There's a 'should' either stated or implied.
You could make a case that it is a normative statement - certainly not everyone would consider it not to be. It would have been clearer if I'd phrased my response as a question: 'would you consider that statement to be normative?'
My sense is that you have a pretty good idea of how philosophers use the word 'normative', and you're pursuing a level of clarity about it that's impossible to obtain. Since it (by definition) doesn't map to anything in the physical or mathematical worlds, and arguably even if it did, it just isn't possible to identify a class of phenomena with which you could concretely associate the word. It's a convenience notion moral realists use to gesture at what they hope are sufficiently shared concepts. If you're sceptical that it succeeds, maybe you just aren't a moral realist...
Aristotle would answer "'should' is said in many ways". I was of course thinking of the normative 'should', which I believe is the first that comes to mind when someone asks about normative sentences. But I'd be highly interested in a different kind of counterexample: a normative sentence without a 'should' stated or implied.
Some confusion in that:
In economics “Normative Econ” often means axiom based approach. State “reasonable conditions on preferences and production functions” derive necessary implications. See… most of books like Mas Colell et al.

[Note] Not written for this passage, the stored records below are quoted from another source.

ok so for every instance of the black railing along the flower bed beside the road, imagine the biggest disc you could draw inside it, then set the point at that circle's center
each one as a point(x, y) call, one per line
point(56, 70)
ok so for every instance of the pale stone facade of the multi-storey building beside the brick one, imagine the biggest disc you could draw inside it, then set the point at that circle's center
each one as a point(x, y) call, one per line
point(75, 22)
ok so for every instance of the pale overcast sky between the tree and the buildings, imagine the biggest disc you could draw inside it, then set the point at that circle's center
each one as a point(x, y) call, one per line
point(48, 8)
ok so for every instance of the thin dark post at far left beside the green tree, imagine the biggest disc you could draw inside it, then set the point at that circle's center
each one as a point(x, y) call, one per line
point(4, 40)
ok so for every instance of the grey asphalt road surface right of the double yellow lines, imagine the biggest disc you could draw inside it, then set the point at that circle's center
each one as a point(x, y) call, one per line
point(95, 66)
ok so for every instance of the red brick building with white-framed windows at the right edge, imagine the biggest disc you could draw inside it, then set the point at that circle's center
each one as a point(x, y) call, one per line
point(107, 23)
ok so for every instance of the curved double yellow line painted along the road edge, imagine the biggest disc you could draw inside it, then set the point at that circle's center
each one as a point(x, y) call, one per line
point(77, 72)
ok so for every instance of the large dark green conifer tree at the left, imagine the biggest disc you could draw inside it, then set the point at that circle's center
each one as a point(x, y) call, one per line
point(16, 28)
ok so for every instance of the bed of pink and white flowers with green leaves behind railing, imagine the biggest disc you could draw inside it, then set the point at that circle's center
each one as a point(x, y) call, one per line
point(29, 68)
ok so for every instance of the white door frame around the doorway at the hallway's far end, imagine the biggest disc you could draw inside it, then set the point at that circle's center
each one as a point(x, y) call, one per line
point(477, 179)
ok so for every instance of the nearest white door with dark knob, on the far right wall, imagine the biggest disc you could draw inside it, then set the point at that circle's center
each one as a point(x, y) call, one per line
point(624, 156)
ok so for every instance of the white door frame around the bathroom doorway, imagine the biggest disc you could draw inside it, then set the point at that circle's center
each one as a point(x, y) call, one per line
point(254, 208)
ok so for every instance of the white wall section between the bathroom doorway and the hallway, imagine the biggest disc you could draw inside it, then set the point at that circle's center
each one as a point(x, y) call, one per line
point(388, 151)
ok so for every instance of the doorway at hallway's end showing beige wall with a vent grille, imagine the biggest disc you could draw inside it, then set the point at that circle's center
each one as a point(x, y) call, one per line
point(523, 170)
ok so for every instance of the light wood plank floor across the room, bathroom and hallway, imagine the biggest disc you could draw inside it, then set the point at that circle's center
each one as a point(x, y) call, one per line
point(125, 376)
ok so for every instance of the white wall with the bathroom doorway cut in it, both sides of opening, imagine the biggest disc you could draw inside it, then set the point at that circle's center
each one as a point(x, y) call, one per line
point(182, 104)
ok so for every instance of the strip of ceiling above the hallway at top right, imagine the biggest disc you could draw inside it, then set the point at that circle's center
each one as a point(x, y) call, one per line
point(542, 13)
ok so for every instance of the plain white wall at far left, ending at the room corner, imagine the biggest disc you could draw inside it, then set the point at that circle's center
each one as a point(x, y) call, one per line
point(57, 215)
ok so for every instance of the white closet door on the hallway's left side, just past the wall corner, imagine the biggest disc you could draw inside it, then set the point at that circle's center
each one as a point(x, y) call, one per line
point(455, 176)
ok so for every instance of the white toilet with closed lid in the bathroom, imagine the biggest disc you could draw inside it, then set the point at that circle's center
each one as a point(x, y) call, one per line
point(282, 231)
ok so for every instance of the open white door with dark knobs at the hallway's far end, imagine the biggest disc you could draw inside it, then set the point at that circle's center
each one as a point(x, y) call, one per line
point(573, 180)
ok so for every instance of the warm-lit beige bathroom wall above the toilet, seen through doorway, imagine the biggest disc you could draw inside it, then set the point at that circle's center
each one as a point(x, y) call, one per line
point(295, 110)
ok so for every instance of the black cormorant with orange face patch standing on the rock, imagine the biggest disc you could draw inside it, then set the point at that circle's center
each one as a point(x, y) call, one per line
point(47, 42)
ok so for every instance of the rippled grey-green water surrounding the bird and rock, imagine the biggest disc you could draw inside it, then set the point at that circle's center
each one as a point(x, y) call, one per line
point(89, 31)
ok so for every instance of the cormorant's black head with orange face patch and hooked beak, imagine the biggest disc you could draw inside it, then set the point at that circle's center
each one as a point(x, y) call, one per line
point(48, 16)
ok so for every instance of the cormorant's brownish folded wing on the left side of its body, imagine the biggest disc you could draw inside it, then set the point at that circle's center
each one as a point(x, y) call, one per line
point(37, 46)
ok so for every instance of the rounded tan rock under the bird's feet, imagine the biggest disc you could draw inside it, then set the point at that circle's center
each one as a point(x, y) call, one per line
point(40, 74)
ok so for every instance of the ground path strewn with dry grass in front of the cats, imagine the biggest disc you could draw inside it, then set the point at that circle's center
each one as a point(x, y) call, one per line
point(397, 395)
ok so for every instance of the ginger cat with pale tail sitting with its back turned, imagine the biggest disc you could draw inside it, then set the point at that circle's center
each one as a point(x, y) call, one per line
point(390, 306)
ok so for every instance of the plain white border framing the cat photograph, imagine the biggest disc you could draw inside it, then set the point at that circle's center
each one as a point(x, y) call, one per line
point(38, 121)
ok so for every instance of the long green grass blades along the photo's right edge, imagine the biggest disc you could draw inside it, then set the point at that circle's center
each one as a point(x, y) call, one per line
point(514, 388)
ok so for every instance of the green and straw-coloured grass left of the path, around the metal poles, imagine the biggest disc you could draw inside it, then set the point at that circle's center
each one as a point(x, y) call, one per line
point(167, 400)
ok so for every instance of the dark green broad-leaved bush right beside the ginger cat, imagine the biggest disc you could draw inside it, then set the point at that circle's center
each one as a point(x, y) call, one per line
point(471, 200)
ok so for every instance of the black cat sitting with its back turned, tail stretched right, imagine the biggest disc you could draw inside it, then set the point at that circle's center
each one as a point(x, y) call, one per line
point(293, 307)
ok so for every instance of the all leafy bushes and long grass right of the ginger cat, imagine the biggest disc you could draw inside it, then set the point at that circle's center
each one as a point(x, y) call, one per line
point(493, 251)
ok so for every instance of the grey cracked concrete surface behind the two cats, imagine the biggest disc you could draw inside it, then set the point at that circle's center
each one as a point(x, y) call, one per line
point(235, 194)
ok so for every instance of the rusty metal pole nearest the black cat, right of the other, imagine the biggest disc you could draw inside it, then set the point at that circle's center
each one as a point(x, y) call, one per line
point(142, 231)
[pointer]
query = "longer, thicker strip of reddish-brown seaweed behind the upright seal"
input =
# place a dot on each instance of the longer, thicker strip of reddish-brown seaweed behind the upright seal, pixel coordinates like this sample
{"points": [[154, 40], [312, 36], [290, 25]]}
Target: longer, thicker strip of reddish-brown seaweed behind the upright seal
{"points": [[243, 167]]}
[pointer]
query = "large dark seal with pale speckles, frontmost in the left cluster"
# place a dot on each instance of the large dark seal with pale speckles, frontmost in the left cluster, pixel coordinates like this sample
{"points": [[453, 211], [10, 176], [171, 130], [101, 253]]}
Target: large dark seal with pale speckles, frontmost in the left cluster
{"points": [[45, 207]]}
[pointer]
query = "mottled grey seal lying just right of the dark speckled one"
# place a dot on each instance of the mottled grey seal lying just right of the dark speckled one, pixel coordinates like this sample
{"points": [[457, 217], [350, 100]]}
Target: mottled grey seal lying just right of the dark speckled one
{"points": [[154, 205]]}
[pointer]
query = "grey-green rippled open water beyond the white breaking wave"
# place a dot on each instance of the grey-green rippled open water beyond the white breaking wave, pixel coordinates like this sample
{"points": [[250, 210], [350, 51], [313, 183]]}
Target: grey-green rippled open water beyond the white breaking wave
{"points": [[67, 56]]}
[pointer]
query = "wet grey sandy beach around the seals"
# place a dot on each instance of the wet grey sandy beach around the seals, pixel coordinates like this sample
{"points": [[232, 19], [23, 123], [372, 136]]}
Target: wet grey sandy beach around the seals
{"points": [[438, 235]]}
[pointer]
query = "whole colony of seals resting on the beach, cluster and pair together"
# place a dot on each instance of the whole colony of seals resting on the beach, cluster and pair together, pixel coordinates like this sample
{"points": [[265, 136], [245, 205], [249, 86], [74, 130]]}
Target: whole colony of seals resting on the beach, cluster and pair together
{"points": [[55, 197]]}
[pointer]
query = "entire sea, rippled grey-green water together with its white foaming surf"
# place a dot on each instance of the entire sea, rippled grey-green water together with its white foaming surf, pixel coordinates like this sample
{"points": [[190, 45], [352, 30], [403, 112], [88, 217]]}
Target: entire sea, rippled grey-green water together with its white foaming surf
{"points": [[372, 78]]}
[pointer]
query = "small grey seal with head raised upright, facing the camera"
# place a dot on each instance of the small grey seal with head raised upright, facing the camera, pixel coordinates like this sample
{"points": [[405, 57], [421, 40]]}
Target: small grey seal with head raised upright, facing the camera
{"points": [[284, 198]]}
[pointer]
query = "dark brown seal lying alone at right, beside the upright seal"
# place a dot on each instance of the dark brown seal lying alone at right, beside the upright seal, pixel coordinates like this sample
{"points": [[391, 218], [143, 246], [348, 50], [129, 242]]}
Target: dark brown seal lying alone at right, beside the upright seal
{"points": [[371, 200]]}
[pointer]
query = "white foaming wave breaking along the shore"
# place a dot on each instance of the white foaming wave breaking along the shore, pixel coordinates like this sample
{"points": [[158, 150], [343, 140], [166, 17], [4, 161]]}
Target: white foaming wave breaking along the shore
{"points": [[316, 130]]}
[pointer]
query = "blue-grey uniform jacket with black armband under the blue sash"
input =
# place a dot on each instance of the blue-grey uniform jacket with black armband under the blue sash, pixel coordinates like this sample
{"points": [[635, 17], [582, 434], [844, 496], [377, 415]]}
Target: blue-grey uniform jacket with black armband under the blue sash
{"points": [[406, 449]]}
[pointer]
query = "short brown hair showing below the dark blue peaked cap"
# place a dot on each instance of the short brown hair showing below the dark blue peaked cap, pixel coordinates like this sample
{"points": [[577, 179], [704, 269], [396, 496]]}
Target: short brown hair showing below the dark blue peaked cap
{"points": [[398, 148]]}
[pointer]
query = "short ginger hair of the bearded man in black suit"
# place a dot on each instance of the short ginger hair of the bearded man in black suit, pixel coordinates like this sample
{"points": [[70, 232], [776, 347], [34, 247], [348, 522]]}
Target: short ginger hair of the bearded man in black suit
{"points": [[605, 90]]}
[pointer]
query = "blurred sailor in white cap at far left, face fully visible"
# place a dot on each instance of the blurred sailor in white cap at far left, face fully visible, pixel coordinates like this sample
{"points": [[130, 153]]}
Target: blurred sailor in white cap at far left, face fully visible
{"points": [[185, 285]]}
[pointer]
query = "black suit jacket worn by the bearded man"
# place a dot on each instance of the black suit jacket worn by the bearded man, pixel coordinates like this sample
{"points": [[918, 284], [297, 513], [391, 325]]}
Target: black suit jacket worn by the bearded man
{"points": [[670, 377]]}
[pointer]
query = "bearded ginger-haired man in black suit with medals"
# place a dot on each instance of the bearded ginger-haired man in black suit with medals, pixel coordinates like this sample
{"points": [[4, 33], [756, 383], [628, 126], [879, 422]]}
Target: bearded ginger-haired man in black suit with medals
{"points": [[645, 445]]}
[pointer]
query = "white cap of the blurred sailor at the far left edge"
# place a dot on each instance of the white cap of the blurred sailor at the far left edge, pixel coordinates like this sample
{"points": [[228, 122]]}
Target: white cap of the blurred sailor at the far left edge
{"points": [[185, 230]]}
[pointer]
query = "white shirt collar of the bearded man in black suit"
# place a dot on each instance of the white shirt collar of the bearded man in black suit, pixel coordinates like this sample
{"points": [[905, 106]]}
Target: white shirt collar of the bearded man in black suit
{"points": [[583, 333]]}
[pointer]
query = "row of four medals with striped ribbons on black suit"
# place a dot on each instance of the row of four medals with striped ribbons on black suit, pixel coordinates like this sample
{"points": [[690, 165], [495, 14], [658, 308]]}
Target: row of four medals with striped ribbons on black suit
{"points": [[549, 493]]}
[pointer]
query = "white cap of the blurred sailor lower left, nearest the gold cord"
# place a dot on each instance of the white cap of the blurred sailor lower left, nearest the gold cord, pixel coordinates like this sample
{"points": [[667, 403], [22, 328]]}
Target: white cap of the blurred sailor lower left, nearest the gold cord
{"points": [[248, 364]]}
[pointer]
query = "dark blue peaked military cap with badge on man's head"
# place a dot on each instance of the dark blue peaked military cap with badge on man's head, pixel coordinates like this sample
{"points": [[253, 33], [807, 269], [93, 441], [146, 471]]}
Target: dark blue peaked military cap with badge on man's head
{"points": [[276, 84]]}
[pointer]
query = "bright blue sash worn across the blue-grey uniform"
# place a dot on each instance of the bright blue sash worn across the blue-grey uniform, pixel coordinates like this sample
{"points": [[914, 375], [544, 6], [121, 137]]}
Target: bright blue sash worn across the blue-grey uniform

In common parlance, maybe in psych, I’ve hear “normative behaviour” used to mean something like “typical, normal, socially acceptable behaviour”
I don't think there's a perfect answer, but as a heuristic I defer to the logical positivists - if you can't even in principle find direct evidence for or against the statement by observing the physical world and you can't mathematically prove it, and on top of that it sounds like a statement about behaviour or action, then you're probably in normland.
'If you add 1 to 1 you should get 2' is not a statement people would necessarily consider normative.